OpenAI – an Elon Musk-supported artificial intelligence research company – detailed its system, called GPT-2, in February, but did not stop releasing concerns that it could be used to spread spam and fake news.
The AI is able to take a piece of text and extrapolate that little piece of information to a larger document.
Above is an example of a prompt input by MailOnline. The portion in bold is the original entry and the subsequent text is what is generated by the computer
For example, if he gets a fake head, the bot could produce a reasonably convincing fake news based on the prompt.
That ability also includes more creative ways of writing such as poetry.
GPT-2 has been trained with 8 million documents and can generate surprisingly coherent and convincing results.
To see for yourself how skilled the bot is in generating lucid text, you can test a facsimile of OpenAI & # 39; s technology on TalkToTransformer.com.
According to The Verge, OpenAI says that there is & # 39; no strong evidence of abuse & # 39; of GPT-2 and has therefore fully published the model of its program.
The AI can simulate poems and prose. Above is an excerpt from the famous poem by Robert Frost & # 39; The Road Not Tasks & # 39;
Above is an example of what happens when you enter a real headline – in this case, one that has been taken from the scientific section of Daily Mail. The bold text is the original prompt, while the following text is made by GPT-2
Despite OpenAI's claims that artificial intelligence has not been abused, researchers have warned against disclosing systems such as theirs.
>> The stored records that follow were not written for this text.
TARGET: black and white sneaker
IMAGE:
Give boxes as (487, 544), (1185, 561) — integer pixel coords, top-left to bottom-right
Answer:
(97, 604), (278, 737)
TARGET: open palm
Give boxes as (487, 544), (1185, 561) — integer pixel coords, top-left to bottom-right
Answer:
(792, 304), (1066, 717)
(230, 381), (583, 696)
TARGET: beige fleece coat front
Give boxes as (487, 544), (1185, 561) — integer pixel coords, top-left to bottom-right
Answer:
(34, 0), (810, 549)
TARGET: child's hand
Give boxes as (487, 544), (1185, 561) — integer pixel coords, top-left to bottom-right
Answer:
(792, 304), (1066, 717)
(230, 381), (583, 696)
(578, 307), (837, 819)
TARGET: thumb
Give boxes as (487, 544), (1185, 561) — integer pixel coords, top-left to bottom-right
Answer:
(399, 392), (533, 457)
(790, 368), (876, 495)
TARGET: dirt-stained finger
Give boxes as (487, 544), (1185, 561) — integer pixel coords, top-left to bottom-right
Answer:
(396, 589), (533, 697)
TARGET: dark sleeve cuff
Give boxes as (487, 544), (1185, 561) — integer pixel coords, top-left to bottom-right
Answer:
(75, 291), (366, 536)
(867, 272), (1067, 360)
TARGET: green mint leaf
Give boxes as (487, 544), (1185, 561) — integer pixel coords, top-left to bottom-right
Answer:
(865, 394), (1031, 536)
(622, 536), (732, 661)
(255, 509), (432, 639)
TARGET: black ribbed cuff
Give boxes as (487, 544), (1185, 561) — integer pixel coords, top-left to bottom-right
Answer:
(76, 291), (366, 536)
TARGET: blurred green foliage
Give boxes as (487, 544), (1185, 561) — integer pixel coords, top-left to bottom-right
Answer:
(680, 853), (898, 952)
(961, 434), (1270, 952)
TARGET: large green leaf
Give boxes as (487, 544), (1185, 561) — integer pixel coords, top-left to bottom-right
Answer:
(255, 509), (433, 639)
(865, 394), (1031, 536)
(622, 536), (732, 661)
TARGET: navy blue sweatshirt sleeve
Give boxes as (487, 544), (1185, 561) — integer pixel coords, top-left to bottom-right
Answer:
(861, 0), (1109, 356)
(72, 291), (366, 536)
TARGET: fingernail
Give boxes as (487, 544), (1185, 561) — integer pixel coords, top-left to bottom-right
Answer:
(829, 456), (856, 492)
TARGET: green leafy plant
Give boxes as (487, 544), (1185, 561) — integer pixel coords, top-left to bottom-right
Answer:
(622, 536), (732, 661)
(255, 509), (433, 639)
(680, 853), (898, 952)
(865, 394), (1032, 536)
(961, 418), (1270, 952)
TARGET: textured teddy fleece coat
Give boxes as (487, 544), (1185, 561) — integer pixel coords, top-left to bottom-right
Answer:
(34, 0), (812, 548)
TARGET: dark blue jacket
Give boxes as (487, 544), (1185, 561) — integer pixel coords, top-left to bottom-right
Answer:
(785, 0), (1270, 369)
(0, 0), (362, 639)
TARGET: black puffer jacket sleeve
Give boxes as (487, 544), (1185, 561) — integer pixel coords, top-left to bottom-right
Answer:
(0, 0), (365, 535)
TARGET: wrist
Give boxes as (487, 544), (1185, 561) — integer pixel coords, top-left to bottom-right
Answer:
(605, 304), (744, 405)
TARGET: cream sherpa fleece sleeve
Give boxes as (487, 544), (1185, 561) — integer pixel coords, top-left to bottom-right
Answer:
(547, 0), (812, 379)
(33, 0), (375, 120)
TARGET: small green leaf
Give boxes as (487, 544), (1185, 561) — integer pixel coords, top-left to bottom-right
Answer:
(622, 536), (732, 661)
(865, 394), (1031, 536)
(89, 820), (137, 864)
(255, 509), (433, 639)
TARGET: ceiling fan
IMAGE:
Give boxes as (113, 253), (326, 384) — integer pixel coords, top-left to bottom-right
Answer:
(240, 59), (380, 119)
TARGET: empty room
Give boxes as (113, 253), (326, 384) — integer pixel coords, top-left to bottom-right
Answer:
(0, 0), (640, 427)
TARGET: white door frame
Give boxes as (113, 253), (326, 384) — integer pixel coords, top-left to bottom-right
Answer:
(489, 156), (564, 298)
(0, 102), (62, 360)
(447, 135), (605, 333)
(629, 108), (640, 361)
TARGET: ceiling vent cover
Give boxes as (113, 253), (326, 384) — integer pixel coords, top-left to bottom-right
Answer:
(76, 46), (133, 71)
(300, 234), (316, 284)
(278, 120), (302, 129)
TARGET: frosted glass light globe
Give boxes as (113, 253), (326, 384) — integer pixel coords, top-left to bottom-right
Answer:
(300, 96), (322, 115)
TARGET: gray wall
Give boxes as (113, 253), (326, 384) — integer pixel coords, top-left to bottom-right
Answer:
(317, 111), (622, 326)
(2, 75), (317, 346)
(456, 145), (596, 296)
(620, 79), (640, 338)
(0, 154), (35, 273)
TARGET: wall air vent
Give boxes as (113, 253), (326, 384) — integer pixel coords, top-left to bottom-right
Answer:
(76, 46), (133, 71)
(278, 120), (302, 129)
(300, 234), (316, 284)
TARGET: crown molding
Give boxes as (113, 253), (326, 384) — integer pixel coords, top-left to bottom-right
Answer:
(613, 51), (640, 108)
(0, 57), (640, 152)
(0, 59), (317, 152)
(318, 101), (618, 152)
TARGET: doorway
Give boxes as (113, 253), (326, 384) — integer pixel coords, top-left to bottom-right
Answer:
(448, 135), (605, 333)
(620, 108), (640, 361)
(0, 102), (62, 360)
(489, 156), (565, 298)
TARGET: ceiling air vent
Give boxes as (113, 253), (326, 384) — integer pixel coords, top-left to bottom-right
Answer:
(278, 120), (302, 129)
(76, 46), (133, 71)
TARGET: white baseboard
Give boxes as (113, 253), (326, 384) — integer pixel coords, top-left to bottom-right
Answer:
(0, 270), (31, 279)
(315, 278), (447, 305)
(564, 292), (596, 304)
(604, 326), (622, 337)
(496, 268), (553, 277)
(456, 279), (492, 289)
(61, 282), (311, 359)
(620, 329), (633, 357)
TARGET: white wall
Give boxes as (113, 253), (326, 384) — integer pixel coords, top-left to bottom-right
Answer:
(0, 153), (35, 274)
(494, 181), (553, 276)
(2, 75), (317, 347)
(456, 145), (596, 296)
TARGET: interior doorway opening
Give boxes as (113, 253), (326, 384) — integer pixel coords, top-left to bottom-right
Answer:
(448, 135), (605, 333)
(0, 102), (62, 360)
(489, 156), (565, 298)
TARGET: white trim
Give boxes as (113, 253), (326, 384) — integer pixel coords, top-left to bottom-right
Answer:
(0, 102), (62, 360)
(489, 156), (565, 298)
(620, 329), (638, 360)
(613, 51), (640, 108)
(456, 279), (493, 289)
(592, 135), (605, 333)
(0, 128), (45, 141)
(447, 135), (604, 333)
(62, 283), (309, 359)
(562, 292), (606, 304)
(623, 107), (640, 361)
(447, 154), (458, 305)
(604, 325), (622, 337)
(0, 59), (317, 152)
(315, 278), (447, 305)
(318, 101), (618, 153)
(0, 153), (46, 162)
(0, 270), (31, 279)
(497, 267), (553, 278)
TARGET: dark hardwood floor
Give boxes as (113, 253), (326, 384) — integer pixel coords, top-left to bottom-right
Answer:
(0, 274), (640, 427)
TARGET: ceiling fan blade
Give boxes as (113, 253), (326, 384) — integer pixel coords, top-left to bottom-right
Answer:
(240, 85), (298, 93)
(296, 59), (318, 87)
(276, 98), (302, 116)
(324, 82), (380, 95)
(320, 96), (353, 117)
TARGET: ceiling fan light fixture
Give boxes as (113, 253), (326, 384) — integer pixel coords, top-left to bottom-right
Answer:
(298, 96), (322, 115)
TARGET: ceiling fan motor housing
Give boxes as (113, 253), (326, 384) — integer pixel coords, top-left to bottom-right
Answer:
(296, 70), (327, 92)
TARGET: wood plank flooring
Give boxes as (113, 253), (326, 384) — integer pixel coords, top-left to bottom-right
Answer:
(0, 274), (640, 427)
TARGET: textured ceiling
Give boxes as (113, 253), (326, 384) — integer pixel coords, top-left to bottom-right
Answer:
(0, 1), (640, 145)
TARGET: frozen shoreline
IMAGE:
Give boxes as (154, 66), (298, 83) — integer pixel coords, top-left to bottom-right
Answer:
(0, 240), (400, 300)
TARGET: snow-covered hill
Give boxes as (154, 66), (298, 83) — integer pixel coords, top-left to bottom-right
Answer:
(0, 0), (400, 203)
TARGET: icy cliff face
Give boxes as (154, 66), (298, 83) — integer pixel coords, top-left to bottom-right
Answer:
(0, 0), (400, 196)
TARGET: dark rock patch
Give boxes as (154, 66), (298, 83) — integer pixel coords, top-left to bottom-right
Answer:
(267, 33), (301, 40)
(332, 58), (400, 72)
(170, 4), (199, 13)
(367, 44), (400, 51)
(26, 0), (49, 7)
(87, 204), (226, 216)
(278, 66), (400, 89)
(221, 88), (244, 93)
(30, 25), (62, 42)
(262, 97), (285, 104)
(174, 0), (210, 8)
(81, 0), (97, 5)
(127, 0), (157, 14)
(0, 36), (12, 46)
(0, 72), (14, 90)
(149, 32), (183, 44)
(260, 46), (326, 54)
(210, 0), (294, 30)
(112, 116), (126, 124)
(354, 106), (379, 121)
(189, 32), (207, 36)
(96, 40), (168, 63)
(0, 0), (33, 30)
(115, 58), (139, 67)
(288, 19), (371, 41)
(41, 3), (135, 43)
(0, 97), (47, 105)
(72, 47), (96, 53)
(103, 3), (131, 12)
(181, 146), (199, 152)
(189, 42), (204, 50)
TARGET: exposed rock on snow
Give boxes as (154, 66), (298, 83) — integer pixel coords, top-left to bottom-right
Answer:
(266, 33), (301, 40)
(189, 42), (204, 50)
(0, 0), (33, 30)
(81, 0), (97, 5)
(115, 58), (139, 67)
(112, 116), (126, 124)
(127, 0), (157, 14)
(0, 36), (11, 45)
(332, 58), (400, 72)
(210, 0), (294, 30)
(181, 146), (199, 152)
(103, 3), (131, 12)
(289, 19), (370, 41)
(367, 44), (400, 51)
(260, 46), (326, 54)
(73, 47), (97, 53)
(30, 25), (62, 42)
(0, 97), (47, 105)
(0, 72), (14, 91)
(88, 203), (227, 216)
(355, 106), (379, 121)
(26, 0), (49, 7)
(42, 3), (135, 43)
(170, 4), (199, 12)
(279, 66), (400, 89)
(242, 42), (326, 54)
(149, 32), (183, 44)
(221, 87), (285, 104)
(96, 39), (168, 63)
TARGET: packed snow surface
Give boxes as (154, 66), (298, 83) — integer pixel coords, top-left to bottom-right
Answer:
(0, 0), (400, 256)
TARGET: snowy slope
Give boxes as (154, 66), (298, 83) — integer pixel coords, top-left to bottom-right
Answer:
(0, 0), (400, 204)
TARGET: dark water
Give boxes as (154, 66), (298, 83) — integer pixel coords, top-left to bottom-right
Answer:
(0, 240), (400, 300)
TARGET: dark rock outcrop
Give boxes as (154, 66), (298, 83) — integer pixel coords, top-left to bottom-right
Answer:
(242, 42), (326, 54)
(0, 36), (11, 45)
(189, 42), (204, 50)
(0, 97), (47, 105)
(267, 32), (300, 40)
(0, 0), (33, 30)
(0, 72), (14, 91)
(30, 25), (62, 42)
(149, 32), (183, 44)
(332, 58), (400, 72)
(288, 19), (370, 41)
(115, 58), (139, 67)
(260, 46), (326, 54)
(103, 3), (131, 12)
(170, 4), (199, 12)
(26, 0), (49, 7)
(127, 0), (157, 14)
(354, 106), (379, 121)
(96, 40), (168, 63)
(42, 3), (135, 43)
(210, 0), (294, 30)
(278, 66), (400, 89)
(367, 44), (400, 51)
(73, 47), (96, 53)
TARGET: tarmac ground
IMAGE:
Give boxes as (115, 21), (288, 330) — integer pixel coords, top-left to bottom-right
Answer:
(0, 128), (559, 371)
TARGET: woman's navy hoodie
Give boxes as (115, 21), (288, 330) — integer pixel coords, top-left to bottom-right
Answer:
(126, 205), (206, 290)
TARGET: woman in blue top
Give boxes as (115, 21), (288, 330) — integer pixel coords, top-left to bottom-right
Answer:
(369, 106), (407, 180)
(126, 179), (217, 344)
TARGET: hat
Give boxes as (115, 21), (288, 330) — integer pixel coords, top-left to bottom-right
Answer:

In February, after the company announced that it had developed GPT-2, a debate about community AI ethics began to break through and continued to echo in similar areas such as video manipulation tools commonly known as deepfakes.
As the world of AI becomes more sophisticated, researchers and ethicists struggle to develop a set of guidelines for when and how technology is used
These tools are capable of running both audio and video to a degree that is almost indistinguishable from source material and are conceived as a potential tool for misinformation.
OpenAI says it has also developed a tool that can recognize system-generated text with 95 percent accuracy, but as noted by The Verge, that effort should still be linked to human jurors.
The company says it will continue to observe how GPT-2 is being used and is spreading throughout the community.